Robert Shepherd, a frequent commenter on this blog, has spent his lifetime as a designer and author of textbooks and curriculum. He has frequently criticized the Common Core standards on grounds that they promote an unhealthy uniformity. Here he expresses his concern that the organizations that wrote and copyrighted the Common Core might actually enforce that copyright to stifle competition of ideas:

The Brookings Institution just called for the two organizations that copyrighted the Common Core State Standards to become a censorship office for curricula nationwide. I am not making this up. Here are the details:

Two economists at the Brookings Institution, Joshua Bleiberg and Darrell M. West, made three policy proposals in a piece published March 6, 2014, on the Brookings website. One was this:

“The Common Core [sic; they meant the NGA and the CCSSO] should vigorously enforce their licensing agreement. In the past textbook writers and others have inappropriately claimed that they aligned course content. Supporters of standards based reform should recognize that low quality content could sink the standards and enforce their copyright accordingly.”
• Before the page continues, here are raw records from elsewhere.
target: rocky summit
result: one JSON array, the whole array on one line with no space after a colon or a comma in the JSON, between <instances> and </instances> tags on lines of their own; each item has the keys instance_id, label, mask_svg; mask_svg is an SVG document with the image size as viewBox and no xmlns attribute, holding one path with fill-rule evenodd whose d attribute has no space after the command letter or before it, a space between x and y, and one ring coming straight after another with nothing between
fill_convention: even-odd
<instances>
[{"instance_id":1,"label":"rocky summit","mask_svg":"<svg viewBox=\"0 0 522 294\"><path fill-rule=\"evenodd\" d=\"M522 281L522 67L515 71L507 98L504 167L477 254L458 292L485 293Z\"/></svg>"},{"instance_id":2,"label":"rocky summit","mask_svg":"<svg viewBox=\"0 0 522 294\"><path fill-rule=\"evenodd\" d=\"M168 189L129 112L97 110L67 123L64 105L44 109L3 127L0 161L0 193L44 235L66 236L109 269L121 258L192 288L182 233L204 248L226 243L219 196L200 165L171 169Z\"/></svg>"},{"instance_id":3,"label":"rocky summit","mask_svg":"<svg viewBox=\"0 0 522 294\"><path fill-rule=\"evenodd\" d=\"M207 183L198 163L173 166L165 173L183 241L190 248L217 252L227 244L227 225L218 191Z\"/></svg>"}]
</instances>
Let’s be clear about what they are calling for here:

They are saying that the CCSSO and NGA should be censorship organizations that review curricula and gives it a “nihil obstat.” In effect, such a policy would create a national curriculum censorship organization, for if a state has adopted the Common Core, a publisher will not be able to sell product in that state without it being Common Core aligned, and in order to say that the product is Common Core aligned, the publisher would have to get CCSSO/NGA approval.
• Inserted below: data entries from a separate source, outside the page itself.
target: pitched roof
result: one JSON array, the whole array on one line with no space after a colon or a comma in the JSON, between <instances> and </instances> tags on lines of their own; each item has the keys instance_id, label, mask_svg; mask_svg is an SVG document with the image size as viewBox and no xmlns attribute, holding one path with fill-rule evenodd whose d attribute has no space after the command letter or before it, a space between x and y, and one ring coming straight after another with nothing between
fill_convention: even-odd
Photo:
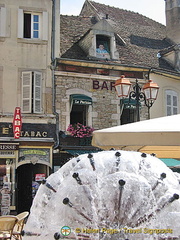
<instances>
[{"instance_id":1,"label":"pitched roof","mask_svg":"<svg viewBox=\"0 0 180 240\"><path fill-rule=\"evenodd\" d=\"M88 60L78 41L100 19L107 18L126 45L117 41L119 64L174 70L157 54L171 44L165 39L166 27L139 13L86 0L79 16L61 15L61 57ZM95 61L95 60L94 60Z\"/></svg>"}]
</instances>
When I first read that the Common Core had been copyrighted, a disturbing thought occurred to me: “Were they planning, in the long term, to set up a national office to preapprove curricula?”

Now, that’s exactly what Brookings is calling for.

The Thought Police.

If you don’t find this REALLY CHILLING, you aren’t thinking AT ALL.

This is what totalitarianism looks like, folks.

Just when you think it can’t get worse, this.